Yo esperaba una explosión de reconocimiento.

¡Libre!, dijo ¿y qué quiere usted que haga? ¡Libre! ¿Pero adónde podría ir? ¡Revéndame de nuevo a Abd-el-Kerim!

–  Pero querida, un europeo no vende a una mujer. Recibir dinero por ello sería una deshonra.

–  ¡Pues bien! Dijo llorando, ¿es que yo puedo ganarme la vida? ¿acaso se hacer algo?

–  ¿No puedes colocarte al servicio de una dama de tu religión?

–  ¿Yo sirvienta?. Jamás. Vuelva a venderme. Seré comprada por un musulmán, por un cheikh, puede que incluso por un pachá. ¡Puedo llegar a ser una gran dama! Si quiere dejarme… lléveme al bazar”.

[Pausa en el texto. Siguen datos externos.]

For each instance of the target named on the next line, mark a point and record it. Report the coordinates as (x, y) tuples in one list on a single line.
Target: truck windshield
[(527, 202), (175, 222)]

¡Curioso país es éste, en el que los esclavos no quieren la libertad!. Por otra parte, me daba cuenta de que ella tenía razón, y yo ya sabía bastante sobre el verdadero estado de la sociedad musulmana para que no me cupiera duda alguna de que su condición de esclava era muy superior a la de las pobres egipcias empleadas en los trabajos más rudos y desgraciadas con sus miserables maridos. Darle la libertad, era condenarla a la condición más triste, puede ser que al oprobio, y yo me consideraría moralmente responsable de su destino.

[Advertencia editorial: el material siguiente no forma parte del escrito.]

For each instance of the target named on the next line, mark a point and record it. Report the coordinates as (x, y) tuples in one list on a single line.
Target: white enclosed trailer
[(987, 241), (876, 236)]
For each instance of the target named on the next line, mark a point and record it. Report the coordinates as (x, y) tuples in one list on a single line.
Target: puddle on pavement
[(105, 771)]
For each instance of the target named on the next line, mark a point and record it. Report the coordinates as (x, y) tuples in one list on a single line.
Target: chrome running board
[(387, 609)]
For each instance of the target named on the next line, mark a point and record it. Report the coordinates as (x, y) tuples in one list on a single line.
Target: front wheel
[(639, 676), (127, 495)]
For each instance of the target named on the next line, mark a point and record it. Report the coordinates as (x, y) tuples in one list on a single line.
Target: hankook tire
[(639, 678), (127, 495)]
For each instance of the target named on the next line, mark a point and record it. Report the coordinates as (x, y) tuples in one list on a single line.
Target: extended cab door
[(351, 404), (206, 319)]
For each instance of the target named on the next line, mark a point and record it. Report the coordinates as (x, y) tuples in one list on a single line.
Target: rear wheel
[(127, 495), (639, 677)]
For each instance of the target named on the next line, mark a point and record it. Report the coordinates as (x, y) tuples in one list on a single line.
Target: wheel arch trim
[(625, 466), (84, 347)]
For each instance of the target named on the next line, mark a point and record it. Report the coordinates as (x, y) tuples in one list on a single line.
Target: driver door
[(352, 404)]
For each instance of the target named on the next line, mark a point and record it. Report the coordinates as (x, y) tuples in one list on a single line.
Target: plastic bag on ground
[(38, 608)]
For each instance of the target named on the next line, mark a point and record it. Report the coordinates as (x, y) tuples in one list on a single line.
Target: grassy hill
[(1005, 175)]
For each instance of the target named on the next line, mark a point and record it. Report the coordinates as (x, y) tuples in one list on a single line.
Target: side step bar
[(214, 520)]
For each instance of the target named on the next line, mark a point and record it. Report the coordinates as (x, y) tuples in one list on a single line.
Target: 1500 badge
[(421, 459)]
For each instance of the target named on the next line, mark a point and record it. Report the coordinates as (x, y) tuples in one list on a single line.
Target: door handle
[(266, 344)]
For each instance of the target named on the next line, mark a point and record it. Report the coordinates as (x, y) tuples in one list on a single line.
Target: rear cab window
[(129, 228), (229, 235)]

– Ya que no quieres quedarte en El Cairo, le dije al fin, tendrás que seguirme a otros países.

–   Ana enté sava sava (Tu y yo iremos juntos) me dijo.

Su decisión me hizo feliz y me fui al puerto del Boulac para alquilar una barca que debía llevarnos por el brazo del Nilo que conducía de El Cairo a Damieta.


[1] El ifrit o efrit (en lengua árabe, ?????) es un ser de la mitología popular árabe. Generalmente se considera que es un tipo de genio dotado de gran poder y capaz de realizar tanto acciones benignas como malignas, con lo que presentan un carácter dual que no comparten los otros genios (http://es.wikipedia.org/wiki/Ifrit)

[2] También se conoce como alumbre y es un tipo de sulfato doble compuesto por el sulfato de un metal trivalente y otro de un metal monovalente. Generalmente se refiere al alumbre potásico. Se usa ampliamente en química para la fabricación del papel y como base de desodorantes axilares. En la Edad Media la piedra de alumbre adquirió un gran valor debido a su utilización para la fijación de tintes en la ropa, entre otros usos.